Much more is added in the special edition's final chapter: after that zero-gravity sentry, a series of "cuboids" - alien manifestations of moving, absorbent light - pass through Neary, Lacombe and others - including a pipe-carrying researcher who is almost certainly the film's technical consultant, J. Allen Hynek. (He pens an afterword in both editions explaining the meaning of the film's title and resources on ufology). Lacombe offers a moving speech to the volunteers before they board the ship. ("You must never lose yourself so utterly that you do not remember from whence you came," he says. "You are us. You are our couriers, our delegates, our representatives. And one day, you will return.") And then there's the finale inside the mothership, a sub-2001 description of expanding spaces and lights that offers Neary a final sense of belonging but little else to the reader. As with many of Spielberg's post-game editorial decisions, he's quite aware that his first thought was his best thought.

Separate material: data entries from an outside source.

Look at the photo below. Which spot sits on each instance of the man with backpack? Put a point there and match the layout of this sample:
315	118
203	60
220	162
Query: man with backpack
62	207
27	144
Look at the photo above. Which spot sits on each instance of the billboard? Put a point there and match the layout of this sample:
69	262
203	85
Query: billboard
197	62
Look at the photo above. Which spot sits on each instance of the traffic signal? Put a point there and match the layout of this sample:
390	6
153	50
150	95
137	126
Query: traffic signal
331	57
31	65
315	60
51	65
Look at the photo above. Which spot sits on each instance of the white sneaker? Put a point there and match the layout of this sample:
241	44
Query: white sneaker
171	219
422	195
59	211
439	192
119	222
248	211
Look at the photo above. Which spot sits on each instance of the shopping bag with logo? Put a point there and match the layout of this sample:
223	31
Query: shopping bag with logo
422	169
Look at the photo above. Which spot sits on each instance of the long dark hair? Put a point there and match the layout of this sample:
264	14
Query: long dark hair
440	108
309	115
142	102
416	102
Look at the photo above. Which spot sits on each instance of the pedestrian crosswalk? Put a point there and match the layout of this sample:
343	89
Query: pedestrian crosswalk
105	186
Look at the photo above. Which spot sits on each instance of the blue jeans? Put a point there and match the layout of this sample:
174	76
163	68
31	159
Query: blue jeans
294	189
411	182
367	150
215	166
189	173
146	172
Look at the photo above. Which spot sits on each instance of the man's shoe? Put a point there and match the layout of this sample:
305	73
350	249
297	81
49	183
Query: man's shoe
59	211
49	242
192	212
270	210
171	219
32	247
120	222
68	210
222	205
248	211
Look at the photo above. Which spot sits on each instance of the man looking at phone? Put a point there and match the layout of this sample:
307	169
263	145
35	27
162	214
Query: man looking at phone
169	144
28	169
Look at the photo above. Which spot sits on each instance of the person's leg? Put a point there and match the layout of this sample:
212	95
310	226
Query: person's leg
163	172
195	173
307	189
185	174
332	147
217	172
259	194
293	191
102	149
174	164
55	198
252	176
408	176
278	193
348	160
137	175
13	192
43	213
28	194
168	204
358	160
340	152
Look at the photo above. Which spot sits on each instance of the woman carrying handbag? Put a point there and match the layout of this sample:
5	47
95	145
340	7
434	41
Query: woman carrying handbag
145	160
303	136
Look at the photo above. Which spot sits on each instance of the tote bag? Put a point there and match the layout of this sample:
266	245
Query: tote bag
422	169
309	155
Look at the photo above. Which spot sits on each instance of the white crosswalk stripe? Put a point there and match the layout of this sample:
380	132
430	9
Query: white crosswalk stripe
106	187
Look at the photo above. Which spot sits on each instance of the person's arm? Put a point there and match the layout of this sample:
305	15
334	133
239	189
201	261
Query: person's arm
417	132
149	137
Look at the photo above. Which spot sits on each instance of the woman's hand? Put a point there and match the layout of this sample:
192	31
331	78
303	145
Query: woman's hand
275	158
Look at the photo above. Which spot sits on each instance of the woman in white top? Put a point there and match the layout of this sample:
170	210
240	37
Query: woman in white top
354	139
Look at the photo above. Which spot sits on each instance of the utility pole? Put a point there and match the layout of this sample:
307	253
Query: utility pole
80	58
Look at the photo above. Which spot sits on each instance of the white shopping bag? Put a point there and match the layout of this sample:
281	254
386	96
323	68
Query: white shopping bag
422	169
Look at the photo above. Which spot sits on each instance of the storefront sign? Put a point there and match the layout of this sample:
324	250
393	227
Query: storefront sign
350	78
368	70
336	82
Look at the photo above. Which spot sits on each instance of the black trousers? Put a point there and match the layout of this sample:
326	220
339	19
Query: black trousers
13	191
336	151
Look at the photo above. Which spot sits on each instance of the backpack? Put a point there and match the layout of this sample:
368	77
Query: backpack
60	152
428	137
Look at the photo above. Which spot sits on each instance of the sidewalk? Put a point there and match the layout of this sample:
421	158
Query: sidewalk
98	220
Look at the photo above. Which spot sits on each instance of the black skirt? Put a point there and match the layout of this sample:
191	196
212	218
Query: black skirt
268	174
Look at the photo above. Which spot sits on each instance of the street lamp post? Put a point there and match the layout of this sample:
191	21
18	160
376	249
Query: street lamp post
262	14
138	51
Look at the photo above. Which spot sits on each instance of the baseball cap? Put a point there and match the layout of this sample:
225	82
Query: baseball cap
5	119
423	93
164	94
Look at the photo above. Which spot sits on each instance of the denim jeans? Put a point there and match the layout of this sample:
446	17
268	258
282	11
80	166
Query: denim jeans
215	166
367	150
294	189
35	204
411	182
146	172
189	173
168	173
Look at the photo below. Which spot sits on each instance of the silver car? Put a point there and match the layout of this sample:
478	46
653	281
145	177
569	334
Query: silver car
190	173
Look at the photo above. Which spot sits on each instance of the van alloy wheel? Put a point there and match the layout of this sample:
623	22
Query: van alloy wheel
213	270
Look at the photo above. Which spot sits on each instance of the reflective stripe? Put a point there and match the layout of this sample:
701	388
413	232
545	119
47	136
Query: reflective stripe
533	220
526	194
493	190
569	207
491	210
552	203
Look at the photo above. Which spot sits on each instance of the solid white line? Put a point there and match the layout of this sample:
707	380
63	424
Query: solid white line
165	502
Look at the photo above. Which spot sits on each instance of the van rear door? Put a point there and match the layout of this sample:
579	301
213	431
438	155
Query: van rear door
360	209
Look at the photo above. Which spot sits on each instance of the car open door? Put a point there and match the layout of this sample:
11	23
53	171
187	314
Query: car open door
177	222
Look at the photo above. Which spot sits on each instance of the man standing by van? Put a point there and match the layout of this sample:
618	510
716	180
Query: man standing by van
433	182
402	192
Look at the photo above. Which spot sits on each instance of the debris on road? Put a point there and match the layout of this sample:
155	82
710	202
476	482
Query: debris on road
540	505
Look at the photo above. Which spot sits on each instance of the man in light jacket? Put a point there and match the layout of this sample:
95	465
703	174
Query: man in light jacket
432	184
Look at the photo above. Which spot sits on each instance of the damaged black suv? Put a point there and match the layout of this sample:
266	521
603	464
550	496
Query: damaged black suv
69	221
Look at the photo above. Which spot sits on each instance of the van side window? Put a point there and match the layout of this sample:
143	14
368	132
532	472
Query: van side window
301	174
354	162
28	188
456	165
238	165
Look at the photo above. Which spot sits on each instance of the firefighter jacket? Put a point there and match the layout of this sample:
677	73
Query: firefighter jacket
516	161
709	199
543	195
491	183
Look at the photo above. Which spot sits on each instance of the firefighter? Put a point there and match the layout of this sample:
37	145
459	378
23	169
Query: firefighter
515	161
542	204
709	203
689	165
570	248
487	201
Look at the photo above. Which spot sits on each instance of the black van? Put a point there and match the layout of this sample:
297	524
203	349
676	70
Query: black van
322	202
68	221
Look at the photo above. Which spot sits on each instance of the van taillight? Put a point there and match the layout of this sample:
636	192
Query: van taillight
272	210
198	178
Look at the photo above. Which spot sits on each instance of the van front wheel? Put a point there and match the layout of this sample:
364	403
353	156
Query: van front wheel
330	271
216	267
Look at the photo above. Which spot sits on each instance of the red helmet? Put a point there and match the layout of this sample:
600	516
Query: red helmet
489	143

Some final, odd detail shifts in the Special Edition novel: a scene in which Roy and Jillian refill the tank of their rental car in Wyoming has gas prices rewritten as twice the price between 1977 and 1980, and the film's synthesizer is accurately changed from a Moog to an ARP. (In both editions, it's explicitly stated that the government acquired the synth set-up from two men matching the description of Robert Margouleff and Malcolm Cecil, whose TONTO synthesizer was utilized extensively by Stevie Wonder on many of his '70s albums.)
The last word: Even if it's not as perfect as the fifth in those last of five tones, the Close Encounters novelizations (either of them!) are worthy of this classic film - and even the name of the man who made it possible.